8306 Shoko

Discovery
- Discovered by: A. Nakamura
- Discovery site: Kuma Kogen Obs.
- Discovery date: 24 February 1995

Designations
- Named after: Shoko Sawada (Japanese singer)
- Alternative designations: 1995 DY_{1} · 1986 QA_{6}
- Minor planet category: main-belt · (inner) Flora

Orbital characteristics
- Epoch 23 March 2018 (JD 2458200.5)
- Uncertainty parameter 0
- Observation arc: 31.41 yr (11,474 d)
- Aphelion: 2.7366 AU
- Perihelion: 1.7455 AU
- Semi-major axis: 2.2411 AU
- Eccentricity: 0.2211
- Orbital period (sidereal): 3.35 yr (1,225 d)
- Mean anomaly: 126.86°
- Mean motion: 0° 17^{m} 37.68^{s} / day
- Inclination: 4.7821°
- Longitude of ascending node: 208.66°
- Argument of perihelion: 143.48°
- Known satellites: 1 (D: 1.28 km P: 36.20 h)

Physical characteristics
- Mean diameter: 2.38 km (calculated) 3.21 km (estimate)
- Synodic rotation period: 3.3503±0.0002 h 3.604±0.002 h
- Geometric albedo: 0.24 (assumed)
- Spectral type: S (assumed)
- Absolute magnitude (H): 14.83±0.07 (R) 14.9 15.28

= 8306 Shoko =

Main-belt asteroid

8306 Shoko, provisional designation , is a Florian asteroid and a synchronous binary system from the inner regions of the asteroid belt, approximately 3 km in diameter. It was discovered on 24 February 1995, by Japanese astronomer Akimasa Nakamura at the Kuma Kogen Astronomical Observatory in southern Japan, who named it after Japanese singer-songwriter Shoko Sawada. The likely S-type asteroid has a rotation period of 3.35 hours. The discovery of its 1.3-kilometer minor-planet moon was announced in December 2013.

== Orbit and classification ==

Shoko is a member of the Flora family (402), a giant asteroid family and the largest family of stony asteroids in the main-belt.

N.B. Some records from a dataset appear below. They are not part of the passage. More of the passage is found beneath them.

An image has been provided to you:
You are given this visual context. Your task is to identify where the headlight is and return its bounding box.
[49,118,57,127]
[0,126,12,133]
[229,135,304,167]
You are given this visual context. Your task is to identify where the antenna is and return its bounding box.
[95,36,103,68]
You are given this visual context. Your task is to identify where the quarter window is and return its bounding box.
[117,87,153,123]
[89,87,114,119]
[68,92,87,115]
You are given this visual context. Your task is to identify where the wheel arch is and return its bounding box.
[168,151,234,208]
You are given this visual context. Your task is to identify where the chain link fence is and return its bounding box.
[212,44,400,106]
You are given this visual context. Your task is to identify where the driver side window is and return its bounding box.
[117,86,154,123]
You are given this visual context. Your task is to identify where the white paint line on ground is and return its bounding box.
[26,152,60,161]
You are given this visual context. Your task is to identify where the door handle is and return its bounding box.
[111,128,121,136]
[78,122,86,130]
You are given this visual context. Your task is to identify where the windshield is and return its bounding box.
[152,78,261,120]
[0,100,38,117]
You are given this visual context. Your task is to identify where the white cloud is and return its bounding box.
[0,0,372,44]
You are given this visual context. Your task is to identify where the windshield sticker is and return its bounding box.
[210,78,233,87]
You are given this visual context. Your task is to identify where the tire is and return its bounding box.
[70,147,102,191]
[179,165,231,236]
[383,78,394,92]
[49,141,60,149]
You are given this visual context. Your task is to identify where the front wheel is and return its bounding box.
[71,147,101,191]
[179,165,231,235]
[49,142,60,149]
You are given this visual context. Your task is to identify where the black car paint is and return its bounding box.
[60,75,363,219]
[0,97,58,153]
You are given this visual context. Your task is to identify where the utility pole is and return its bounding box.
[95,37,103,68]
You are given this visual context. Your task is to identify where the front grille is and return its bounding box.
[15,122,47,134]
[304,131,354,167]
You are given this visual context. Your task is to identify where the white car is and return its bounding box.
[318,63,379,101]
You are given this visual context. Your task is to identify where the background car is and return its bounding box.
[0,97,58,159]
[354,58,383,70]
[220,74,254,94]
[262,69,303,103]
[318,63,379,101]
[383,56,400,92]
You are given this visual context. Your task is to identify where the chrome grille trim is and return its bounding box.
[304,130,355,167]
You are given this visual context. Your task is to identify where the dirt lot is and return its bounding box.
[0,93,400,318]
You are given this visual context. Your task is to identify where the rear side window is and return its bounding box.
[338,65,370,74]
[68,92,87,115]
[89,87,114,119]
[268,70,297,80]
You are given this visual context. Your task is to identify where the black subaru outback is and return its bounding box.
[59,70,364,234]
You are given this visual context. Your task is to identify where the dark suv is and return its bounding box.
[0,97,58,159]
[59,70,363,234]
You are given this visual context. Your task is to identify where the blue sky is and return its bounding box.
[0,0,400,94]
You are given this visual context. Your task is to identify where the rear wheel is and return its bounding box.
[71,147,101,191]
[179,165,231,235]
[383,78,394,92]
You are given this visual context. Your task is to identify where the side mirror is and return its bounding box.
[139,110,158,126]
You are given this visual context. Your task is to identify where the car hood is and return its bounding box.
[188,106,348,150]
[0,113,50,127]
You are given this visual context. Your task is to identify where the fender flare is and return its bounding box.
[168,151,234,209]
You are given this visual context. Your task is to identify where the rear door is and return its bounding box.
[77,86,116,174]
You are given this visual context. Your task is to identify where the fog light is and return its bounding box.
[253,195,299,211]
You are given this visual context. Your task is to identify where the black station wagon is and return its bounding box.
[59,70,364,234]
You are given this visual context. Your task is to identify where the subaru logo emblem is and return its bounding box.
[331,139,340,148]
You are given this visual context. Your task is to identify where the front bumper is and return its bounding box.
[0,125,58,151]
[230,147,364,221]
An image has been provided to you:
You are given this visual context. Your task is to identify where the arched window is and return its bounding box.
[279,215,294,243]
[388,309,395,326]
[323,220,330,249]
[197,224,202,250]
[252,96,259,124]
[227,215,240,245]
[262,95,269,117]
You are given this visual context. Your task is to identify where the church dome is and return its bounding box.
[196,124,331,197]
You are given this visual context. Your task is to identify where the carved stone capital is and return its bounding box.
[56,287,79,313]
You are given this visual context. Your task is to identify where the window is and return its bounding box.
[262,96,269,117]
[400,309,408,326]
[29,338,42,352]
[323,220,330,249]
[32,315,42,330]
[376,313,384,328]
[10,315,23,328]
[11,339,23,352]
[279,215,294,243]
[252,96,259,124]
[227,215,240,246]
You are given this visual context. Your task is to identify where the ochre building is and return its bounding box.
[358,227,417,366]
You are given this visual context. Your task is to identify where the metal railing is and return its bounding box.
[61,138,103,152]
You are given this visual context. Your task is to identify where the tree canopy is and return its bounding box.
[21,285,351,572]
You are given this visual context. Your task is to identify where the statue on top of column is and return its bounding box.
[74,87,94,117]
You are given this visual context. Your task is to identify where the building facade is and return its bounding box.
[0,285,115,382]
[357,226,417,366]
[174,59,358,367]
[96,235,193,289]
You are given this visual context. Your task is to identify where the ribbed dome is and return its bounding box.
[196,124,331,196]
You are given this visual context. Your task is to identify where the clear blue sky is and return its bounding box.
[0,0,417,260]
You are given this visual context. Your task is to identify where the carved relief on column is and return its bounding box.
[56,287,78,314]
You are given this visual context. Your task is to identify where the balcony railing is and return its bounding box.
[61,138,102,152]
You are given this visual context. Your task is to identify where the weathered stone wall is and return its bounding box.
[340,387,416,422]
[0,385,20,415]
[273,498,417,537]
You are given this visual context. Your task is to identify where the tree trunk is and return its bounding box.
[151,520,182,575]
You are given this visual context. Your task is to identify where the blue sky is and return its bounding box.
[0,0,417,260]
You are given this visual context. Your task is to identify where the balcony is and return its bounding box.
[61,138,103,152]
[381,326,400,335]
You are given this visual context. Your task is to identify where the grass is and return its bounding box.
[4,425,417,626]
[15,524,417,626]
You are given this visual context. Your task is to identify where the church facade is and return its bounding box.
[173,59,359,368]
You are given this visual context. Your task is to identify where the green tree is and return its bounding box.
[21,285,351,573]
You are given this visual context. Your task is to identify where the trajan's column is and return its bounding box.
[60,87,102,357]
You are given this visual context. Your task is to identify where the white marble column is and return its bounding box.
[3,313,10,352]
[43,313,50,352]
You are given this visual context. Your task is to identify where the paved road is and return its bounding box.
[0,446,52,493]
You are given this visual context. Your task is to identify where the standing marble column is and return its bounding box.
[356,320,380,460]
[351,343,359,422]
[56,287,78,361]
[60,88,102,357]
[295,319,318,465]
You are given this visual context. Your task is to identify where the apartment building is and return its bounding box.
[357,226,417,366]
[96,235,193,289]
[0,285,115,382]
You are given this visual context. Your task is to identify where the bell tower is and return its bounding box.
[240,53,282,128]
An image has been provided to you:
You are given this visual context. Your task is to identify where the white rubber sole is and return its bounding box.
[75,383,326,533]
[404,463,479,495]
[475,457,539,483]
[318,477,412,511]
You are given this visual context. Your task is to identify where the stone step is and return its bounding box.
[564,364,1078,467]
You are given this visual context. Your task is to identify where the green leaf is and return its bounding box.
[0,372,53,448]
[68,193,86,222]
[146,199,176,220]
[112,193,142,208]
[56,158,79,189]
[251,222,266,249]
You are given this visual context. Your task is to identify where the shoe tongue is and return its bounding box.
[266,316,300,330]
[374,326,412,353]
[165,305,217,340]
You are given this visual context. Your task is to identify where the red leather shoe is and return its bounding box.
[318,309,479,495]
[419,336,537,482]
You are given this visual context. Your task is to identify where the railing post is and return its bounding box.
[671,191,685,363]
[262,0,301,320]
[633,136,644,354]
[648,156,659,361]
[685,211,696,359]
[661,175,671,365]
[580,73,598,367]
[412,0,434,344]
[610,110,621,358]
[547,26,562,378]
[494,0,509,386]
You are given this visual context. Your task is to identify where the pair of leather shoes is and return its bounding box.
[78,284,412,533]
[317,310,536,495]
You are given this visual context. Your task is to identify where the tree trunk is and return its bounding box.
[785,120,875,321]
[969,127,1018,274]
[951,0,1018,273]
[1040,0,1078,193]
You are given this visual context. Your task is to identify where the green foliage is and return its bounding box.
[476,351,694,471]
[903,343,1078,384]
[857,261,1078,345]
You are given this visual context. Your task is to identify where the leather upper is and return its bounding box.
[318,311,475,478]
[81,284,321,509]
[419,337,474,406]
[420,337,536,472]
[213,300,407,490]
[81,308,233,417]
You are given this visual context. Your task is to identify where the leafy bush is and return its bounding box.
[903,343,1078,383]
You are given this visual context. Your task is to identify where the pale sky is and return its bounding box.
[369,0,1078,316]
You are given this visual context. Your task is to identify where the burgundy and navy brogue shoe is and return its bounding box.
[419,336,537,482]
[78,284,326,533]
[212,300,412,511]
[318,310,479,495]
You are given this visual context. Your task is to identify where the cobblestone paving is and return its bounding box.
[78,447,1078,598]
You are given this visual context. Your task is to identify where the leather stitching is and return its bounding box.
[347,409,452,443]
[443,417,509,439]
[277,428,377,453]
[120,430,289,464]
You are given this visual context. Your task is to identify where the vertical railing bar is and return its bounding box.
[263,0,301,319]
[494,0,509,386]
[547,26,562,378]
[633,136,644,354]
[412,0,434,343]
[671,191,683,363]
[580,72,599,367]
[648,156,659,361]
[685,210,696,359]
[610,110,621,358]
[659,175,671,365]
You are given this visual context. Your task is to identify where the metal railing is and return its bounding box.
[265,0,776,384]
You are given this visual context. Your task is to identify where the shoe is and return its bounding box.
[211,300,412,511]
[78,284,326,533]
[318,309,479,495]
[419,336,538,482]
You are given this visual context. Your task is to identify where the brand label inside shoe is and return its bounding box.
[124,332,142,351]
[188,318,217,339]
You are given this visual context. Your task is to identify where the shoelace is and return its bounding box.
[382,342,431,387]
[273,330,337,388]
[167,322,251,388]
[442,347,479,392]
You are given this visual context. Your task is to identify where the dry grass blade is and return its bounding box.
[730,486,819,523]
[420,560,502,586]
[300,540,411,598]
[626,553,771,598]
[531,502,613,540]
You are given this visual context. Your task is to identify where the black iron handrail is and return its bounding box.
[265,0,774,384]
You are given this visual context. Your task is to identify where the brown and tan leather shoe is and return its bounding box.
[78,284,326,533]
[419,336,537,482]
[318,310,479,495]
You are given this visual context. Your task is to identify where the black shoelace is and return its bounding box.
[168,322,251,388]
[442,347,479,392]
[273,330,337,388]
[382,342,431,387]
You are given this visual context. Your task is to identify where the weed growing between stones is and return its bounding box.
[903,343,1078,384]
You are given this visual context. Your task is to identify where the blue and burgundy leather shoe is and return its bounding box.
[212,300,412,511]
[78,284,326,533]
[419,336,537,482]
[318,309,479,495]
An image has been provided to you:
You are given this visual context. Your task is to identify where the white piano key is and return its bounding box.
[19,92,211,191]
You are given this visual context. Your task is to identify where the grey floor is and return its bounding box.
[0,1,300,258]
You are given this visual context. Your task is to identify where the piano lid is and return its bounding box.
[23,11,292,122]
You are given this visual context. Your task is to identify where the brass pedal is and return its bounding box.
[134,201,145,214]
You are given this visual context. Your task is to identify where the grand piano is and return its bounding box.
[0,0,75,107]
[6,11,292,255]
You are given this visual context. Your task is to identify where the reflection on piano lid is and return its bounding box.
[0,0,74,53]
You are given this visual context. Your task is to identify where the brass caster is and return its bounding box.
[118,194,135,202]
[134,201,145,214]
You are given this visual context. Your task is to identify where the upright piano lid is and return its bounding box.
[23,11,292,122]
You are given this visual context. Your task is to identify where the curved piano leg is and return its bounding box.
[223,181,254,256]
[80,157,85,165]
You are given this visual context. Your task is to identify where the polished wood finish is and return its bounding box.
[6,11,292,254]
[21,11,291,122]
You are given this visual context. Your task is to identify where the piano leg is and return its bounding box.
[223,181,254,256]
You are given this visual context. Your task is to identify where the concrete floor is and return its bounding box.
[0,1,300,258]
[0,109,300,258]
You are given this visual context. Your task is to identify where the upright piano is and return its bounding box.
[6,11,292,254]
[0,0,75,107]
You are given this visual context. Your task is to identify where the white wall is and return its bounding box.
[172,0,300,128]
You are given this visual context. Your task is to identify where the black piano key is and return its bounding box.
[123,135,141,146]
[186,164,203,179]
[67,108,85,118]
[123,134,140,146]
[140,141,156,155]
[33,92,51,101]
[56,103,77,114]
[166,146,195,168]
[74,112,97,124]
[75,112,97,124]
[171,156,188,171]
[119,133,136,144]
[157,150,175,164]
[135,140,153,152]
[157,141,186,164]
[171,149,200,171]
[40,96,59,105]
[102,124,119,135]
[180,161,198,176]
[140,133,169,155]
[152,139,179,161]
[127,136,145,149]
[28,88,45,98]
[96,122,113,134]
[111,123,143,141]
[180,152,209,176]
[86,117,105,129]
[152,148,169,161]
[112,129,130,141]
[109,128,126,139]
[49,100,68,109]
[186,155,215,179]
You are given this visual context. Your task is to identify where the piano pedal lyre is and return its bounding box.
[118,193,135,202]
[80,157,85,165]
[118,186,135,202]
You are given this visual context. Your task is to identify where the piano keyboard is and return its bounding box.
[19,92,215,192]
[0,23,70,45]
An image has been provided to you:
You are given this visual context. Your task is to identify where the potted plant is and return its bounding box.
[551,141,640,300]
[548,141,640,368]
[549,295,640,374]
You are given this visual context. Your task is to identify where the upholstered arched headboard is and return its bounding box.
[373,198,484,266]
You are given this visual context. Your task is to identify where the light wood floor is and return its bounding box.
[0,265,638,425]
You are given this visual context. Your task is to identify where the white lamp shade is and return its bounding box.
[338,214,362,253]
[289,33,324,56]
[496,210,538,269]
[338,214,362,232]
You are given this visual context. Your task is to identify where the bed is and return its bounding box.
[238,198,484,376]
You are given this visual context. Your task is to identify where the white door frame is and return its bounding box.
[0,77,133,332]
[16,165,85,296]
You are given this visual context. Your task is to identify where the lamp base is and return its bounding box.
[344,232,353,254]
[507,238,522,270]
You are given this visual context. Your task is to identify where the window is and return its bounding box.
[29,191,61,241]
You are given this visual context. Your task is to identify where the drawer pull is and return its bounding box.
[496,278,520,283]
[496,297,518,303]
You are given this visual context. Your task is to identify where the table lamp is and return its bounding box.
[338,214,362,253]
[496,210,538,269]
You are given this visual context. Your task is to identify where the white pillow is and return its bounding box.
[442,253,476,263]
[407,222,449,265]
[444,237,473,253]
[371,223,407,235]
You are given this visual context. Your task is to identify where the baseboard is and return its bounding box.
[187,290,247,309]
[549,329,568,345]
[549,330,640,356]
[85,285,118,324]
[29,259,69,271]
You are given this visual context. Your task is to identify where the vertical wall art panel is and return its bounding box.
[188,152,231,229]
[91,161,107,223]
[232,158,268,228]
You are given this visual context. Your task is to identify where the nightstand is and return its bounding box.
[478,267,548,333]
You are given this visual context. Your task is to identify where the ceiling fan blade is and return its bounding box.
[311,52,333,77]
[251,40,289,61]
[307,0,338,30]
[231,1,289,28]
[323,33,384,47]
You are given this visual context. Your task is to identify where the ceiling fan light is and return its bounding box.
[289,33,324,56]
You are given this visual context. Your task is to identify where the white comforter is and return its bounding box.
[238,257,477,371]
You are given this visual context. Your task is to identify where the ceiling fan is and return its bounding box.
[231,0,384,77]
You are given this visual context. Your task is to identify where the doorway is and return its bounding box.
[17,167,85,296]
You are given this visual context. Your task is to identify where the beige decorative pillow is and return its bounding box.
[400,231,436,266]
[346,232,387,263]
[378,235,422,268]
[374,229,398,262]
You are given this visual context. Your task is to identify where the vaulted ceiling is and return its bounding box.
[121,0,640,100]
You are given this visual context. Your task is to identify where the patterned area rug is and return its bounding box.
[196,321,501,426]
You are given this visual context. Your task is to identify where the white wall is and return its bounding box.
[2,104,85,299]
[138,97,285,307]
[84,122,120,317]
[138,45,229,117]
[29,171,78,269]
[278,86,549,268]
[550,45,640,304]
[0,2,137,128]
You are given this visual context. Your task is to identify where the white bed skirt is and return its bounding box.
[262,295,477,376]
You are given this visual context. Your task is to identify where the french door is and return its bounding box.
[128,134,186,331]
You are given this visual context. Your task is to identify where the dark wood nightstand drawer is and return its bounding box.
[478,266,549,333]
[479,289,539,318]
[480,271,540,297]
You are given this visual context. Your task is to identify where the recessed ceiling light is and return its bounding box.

It orbits the Sun in the inner asteroid belt at a distance of 1.7–2.7 AU once every 3 years and 4 months (1,225 days; semi-major axis of 2.24 AU). Its orbit has an eccentricity of 0.22 and an inclination of 5° with respect to the ecliptic. The body's observation arc begins with its first observation as at the Siding Spring Observatory in August 1986, nearly 9 years prior to its official discovery observation at Kuma Kogen.

== Physical characteristics ==

Shoko is an assumed, stony S-type asteroid, which is also the overall spectral type of the Florian asteroids. It has an absolute magnitude between 14.83 and 15.28.

=== Rotation period ===

In September and October 2013, two rotational lightcurves of Shoko were obtained from photometric observations by astronomers Petr Pravec and David Polishook. Lightcurve analysis gave a well-defined rotation period of 3.3503 and 3.604 hours with a low brightness amplitude of 0.11 and 0.10 magnitude, respectively (U=3/3).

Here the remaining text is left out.